Tapi bagaimana dengan militer?
Apakah mereka siap menampung limpahan pegawai negeri yang kehilangan arah?
Apakah tentara, yang seharusnya fokus menjaga pertahanan negara, kini harus jadi guru karakter bagi para birokrat lesu?
Jenderal TNI seharusnya berdiri dan berkata:
“Barak militer bukan tempat penitipan karakter. Kami latihan D-Day, bukan Day-Care. Kami ditempa untuk perang, bukan untuk jadi guru BP bagi ASN malas. Institusi sipil harus belajar membenahi diri sendiri, bukan menitipkan kegagalannya kepada kami.”

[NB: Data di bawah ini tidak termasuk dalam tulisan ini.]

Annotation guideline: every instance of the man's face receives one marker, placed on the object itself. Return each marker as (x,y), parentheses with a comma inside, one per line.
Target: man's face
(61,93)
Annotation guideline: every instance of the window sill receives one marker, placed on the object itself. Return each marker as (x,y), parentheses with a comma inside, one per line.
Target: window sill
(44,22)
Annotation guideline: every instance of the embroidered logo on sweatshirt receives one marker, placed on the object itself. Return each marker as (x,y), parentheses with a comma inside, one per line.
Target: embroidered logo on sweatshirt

Dan betapa ironis, bahwa militer pun tidak sepenuhnya bersih dari perkara ini. Ketika mereka mulai terlibat dalam “Operasi Militer Selain Perang”, menempati jabatan sipil, duduk di kursi-kursi empuk kementerian, bahkan jadi direktur BUMN—apakah itu bukan bentuk lain dari buang badan?
Ketika sistem kepangkatan di tubuh militer sendiri kerap tak berjalan berdasarkan merit, ketika profesionalisme dikorbankan demi kedekatan politik, lalu bagaimana bisa militer mengklaim sebagai sumber kedisiplinan absolut?
Sipil dan militer, dua sayap dari satu burung bernama republik, justru saling menindih. Yang satu terbang rendah karena korup birokrasi, yang satu ingin terbang tinggi tapi kehilangan arah karena rangkap jabatan.
Ini bukan soal menolak militer.
Bukan pula soal memuja sipil.
Ini soal masing-masing institusi berani bercermin.
Sipil harus berani menciptakan sistem kerja yang transparan, yang menilai prestasi bukan asal suka. Yang mendidik bukan menghardik. Yang membina bukan menghina. Dan yang mengakui bahwa reformasi birokrasi tak bisa dilakukan dengan cara militerisasi mental.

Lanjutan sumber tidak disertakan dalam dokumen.